I, the President of [sic] corporation named as debtor in this case, declare under penalty of perjury that I have read the foregoing summary and schedules, consisting of 11 sheets, and that they are true and correct to the best of my knowledge, information and belief . . . PENALTY FOR MAKING A FALSE STATEMENT OR CONCEALING PROPERTY. Fine of up to $500,000 or imprisonment for up to 5 years or both. 18 U.S.C. [sic] 152 and 3571.

[2] It is extremely difficult for the Court to understand why both the law firms of Luper, Sheriff & Neidenthal and Arter & Hadden did not act upon and/or become aware of their own post-petition collection activities when they took on the responsibility of representing the former trustee and Ms. Cooley and various entities, respectively. At a minimum, the apparent belated, serendipitous discovery by Arter & Hadden of its post-petition collections, was an unnecessary distraction.

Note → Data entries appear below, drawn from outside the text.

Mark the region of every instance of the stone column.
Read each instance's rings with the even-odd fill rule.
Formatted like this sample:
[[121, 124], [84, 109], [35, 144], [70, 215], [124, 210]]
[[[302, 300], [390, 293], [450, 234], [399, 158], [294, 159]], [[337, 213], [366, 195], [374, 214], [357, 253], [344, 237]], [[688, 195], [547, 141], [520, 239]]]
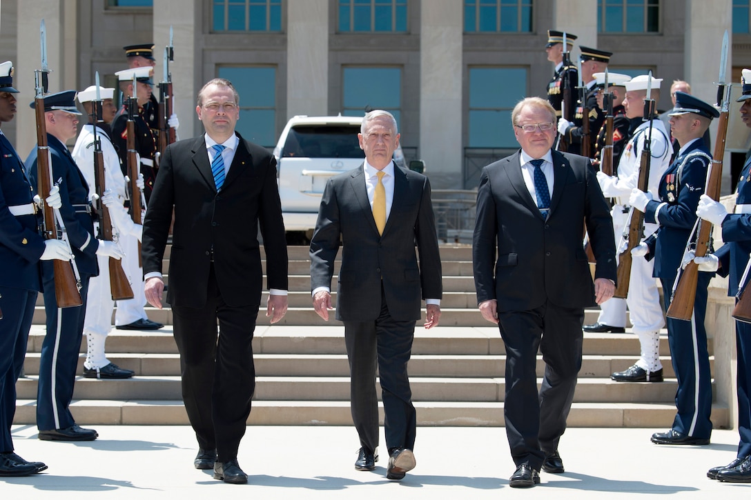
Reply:
[[327, 0], [287, 7], [287, 118], [328, 113]]
[[463, 187], [462, 4], [420, 9], [420, 156], [433, 188]]
[[[164, 47], [170, 43], [170, 26], [173, 31], [175, 60], [170, 63], [173, 94], [173, 111], [180, 122], [178, 137], [186, 139], [203, 131], [195, 113], [195, 96], [206, 82], [198, 82], [201, 74], [196, 56], [195, 40], [201, 34], [201, 20], [198, 15], [200, 0], [154, 0], [154, 78], [155, 84], [164, 79]], [[154, 87], [158, 98], [158, 89]]]

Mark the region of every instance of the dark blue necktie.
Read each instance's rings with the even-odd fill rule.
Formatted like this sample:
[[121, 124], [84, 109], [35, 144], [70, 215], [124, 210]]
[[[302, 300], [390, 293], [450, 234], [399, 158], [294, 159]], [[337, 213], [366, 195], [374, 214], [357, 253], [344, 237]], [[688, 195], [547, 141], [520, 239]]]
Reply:
[[222, 152], [225, 147], [222, 144], [214, 144], [211, 146], [214, 150], [214, 159], [211, 161], [211, 173], [214, 174], [214, 184], [216, 191], [225, 183], [225, 160], [222, 158]]
[[537, 208], [543, 217], [547, 217], [547, 209], [550, 207], [550, 191], [547, 190], [547, 179], [542, 173], [540, 167], [545, 161], [543, 159], [529, 161], [535, 166], [535, 193], [537, 194]]

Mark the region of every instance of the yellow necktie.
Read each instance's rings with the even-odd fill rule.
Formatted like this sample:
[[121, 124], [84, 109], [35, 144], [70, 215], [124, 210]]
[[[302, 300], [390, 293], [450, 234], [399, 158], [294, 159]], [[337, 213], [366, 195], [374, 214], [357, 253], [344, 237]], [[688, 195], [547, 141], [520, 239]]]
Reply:
[[383, 187], [382, 181], [386, 174], [380, 171], [376, 175], [378, 176], [378, 184], [373, 193], [373, 218], [376, 219], [378, 233], [383, 234], [383, 228], [386, 227], [386, 188]]

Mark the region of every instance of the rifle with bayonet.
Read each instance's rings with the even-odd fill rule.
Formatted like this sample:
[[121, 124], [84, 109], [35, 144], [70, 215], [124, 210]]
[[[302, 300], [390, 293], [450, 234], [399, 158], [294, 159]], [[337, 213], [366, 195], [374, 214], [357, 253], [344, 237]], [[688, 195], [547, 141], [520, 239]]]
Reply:
[[[650, 164], [652, 161], [652, 123], [655, 118], [655, 100], [652, 97], [652, 71], [649, 72], [647, 82], [647, 97], [644, 98], [644, 119], [650, 122], [649, 131], [644, 134], [644, 143], [641, 149], [641, 163], [639, 164], [639, 180], [637, 187], [640, 191], [647, 192], [650, 183]], [[624, 230], [623, 238], [626, 242], [626, 249], [618, 255], [618, 271], [615, 294], [613, 297], [625, 299], [629, 294], [629, 285], [631, 281], [631, 265], [633, 257], [631, 251], [638, 246], [644, 237], [644, 214], [641, 210], [632, 206], [629, 214], [630, 221]]]
[[[722, 156], [725, 155], [725, 139], [728, 134], [728, 116], [730, 103], [730, 86], [725, 83], [725, 74], [728, 62], [728, 32], [722, 38], [722, 52], [719, 61], [719, 78], [717, 83], [717, 107], [719, 119], [717, 121], [717, 140], [714, 145], [712, 163], [707, 172], [704, 194], [715, 201], [719, 200], [719, 187], [722, 178]], [[693, 236], [695, 235], [695, 239]], [[686, 245], [688, 252], [693, 249], [696, 257], [704, 257], [710, 250], [712, 238], [712, 223], [701, 218], [696, 219], [694, 230]], [[692, 260], [683, 270], [679, 270], [673, 285], [672, 299], [665, 315], [668, 318], [688, 321], [694, 312], [696, 300], [696, 287], [698, 285], [698, 264]]]
[[[52, 160], [50, 158], [50, 146], [47, 140], [47, 123], [44, 121], [44, 95], [47, 92], [48, 80], [47, 62], [47, 30], [44, 26], [44, 20], [42, 20], [40, 27], [41, 37], [41, 69], [34, 71], [35, 77], [35, 96], [34, 106], [36, 112], [37, 119], [37, 192], [42, 200], [46, 200], [50, 196], [50, 190], [53, 188], [52, 184]], [[65, 233], [65, 226], [62, 224], [62, 218], [59, 212], [55, 213], [55, 210], [44, 203], [42, 208], [44, 218], [43, 236], [45, 239], [58, 239], [57, 226], [56, 221], [60, 224], [62, 233]], [[59, 308], [75, 307], [81, 306], [83, 301], [81, 300], [81, 283], [77, 277], [74, 266], [75, 261], [68, 262], [55, 259], [52, 261], [53, 270], [55, 275], [55, 297], [57, 306]]]
[[[94, 183], [98, 196], [99, 239], [113, 241], [112, 235], [112, 219], [110, 209], [101, 203], [101, 197], [107, 188], [104, 180], [104, 155], [101, 150], [101, 140], [97, 134], [97, 124], [101, 116], [101, 96], [99, 94], [99, 72], [96, 73], [96, 99], [92, 102], [92, 130], [94, 134]], [[118, 166], [118, 167], [119, 167]], [[122, 261], [110, 258], [110, 293], [113, 300], [125, 300], [133, 298], [133, 290], [128, 281], [125, 272], [122, 270]]]
[[[138, 174], [140, 173], [140, 161], [138, 160], [138, 152], [136, 150], [136, 122], [135, 117], [138, 115], [138, 99], [137, 81], [135, 75], [133, 76], [133, 92], [131, 97], [128, 98], [128, 125], [126, 125], [126, 134], [128, 141], [126, 146], [128, 149], [127, 167], [129, 182], [129, 191], [131, 198], [131, 218], [136, 224], [142, 224], [141, 221], [141, 191], [138, 188]], [[138, 267], [141, 267], [140, 242], [138, 242]]]

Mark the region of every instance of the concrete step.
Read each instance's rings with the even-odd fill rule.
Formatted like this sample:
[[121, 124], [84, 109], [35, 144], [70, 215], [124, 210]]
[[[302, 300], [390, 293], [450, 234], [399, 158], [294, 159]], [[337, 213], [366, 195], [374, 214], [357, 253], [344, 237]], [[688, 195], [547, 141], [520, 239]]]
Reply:
[[[424, 426], [500, 426], [505, 425], [503, 403], [416, 402], [418, 425]], [[82, 426], [92, 425], [189, 425], [188, 415], [179, 399], [128, 401], [74, 399], [71, 411]], [[383, 406], [379, 403], [380, 424]], [[728, 421], [729, 409], [713, 405], [716, 429]], [[569, 427], [632, 427], [668, 429], [675, 407], [667, 402], [575, 402]], [[36, 401], [19, 399], [15, 424], [36, 423]], [[348, 401], [254, 401], [249, 425], [351, 426]], [[648, 437], [648, 436], [647, 436]]]

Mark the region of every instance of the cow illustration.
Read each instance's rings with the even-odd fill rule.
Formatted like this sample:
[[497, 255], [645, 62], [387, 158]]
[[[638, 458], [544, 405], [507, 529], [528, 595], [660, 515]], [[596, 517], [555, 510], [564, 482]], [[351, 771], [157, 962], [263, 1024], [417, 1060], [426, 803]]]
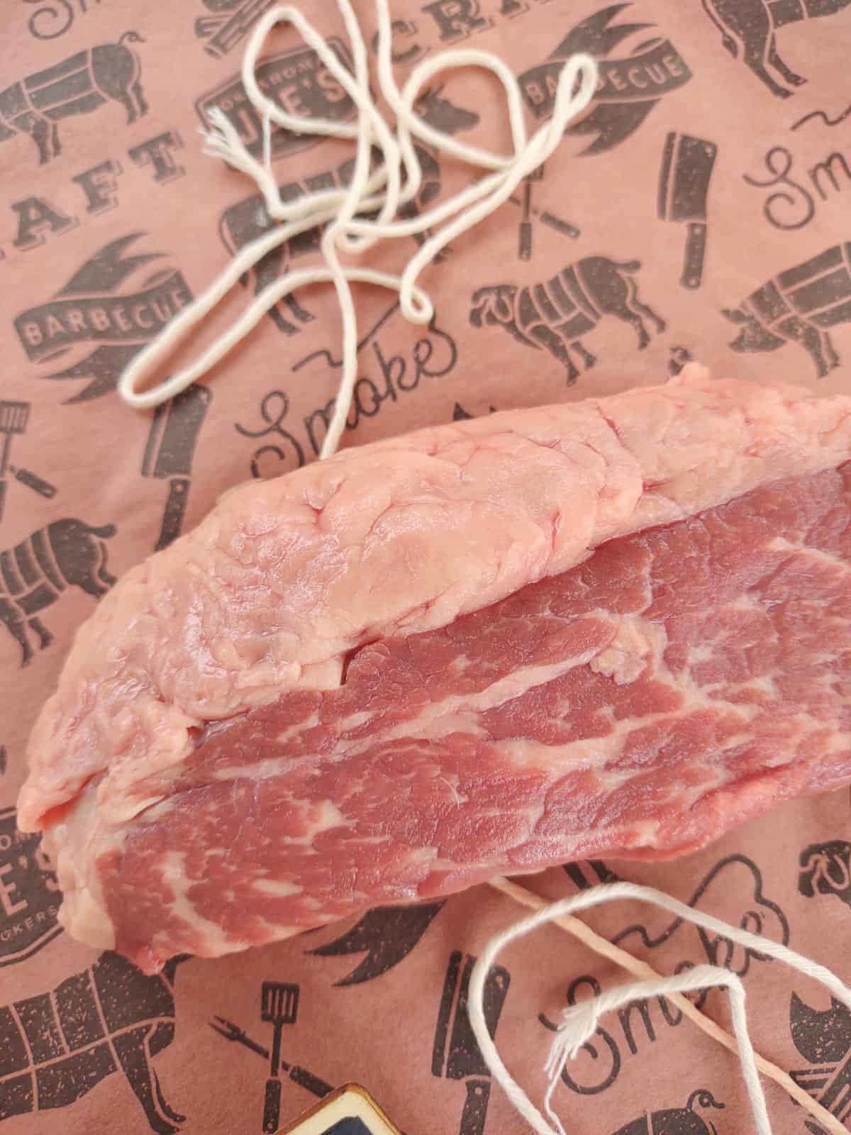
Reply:
[[579, 378], [571, 352], [580, 356], [585, 370], [597, 362], [580, 336], [592, 330], [604, 316], [616, 316], [631, 323], [639, 350], [650, 342], [642, 317], [658, 331], [665, 330], [665, 320], [638, 297], [632, 274], [640, 267], [639, 260], [618, 263], [608, 257], [585, 257], [545, 284], [480, 287], [473, 294], [470, 322], [473, 327], [485, 323], [504, 327], [526, 346], [546, 347], [565, 367], [571, 385]]
[[6, 623], [23, 651], [20, 665], [33, 658], [27, 627], [43, 650], [53, 636], [39, 617], [67, 587], [79, 587], [100, 599], [115, 583], [107, 571], [107, 545], [115, 524], [91, 528], [82, 520], [54, 520], [14, 548], [0, 552], [0, 622]]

[3] At a minimum, all of the information that appears as the "Exhibit A" to the Motion to Continue discussed above, and that was or should have been known by Ms. Cooley and her counsel, Messrs. Cannizzaro and Pettigrew, should have made its way to the schedules by now. The Court is especially troubled by the lack of any effort by Mr. Cannizzaro, as counsel to the Debtor and an officer of the Court, to file appropriate amendments.

[4] Parties commonly request substantive consolidation of debtor entities and/or individuals. Courts, however, have also authorized substantive consolidation of debtors and nondebtors. Sampsell v. Imperial Paper Corp., 313 U.S. 215, 61 S.Ct. 904, 85 L.Ed. 1293 (1941), reh'g denied, 313 U.S. 600, 61 S.Ct. 1107, 85 L.Ed. 1552 (1941); In re 1438 Meridian Place N.W., Inc., 15 B.R. 89 (Bankr.D.D.C.1981); In re United Stairs Corporation, 176 B.R. 359 (Bankr.D.N.J.1995); In re Tureaud, 59 B.R. 973; In re Crabtree, 39 B.R. 718 (Bankr.E.D.Tenn.1984).

[5] Courts are cautioned to use the procedure sparingly and cautiously because an overaggressive approach could lead to a series of fraudulent conveyances being considered a commingling of assets that may justify substantive consolidation. Chemical Bank New York Trust Co. v. Kheel, 369 F.2d 845, 847 (2d Cir.1966); In re Snider, 18 B.R. at 234; In re Steury, 94 B.R. at 554; In re Donut Queen, Ltd., 41 B.R. 706, 709 (Bankr. E.D.N.Y.1984); see also In re Augie/Restivo Baking Co., Ltd., 860 F.2d 515, 519 (2d Cir.1988).

[6] Several courts have utilized the In re Vecco factors. See In re Murray Industries, Inc., 119 B.R. 820, 830 (Bankr.M.D.Fla.1990); Eastgroup Properties v. Southern Motel Assoc. Ltd., 935 F.2d 245, 249 (11th Cir.1991); In re Baker & Getty Financial Services, Inc., 78 B.R. 139, 142 (Bankr. N.D.Ohio 1987), aff'd 974 F.2d 712 (6th Cir. 1992); In re Snider Bros., 18 B.R. at 234; In re Augie/Restivo, 84 B.R. 315, 321 (Bankr.E.D.N.Y. 1988), rev'd after district court aff'd, 860 F.2d 515 (2d Cir.1988); In re DRW Property Co. 82, 54 B.R. 489, 495 (Bankr.N.D.Tex.1985); In re Steury, 94 B.R. at 554; In re Luth, 28 B.R. 564, 566 (Bankr.D.Idaho 1983); In re Donut Queen, 41 B.R. at 709; In re New Center Hospital, 179 B.R. at 856.

[7] Once this Court determines substantive consolidation is warranted, it must be effective as of the filing date of the Debtor. In re Baker & Getty, 974 F.2d at 721; In re New Center Hospital, 187 B.R. at 572; In re Evans Temple Church of God in Christ, 55 B.R. 976, 982 (Bankr.N.D.Ohio 1986).

[8] While the parties through cooperation and communication may devise means to accomplish a sale, the Court notes there are various alternatives. For example, the assets may be refinanced to fund an immediate sale, or an installment sale could be financed through the maintenance of a security interest by the substantively consolidated estate. Another means the parties may wish to consider is the filing of a chapter 11 plan for the substantively consolidated estate.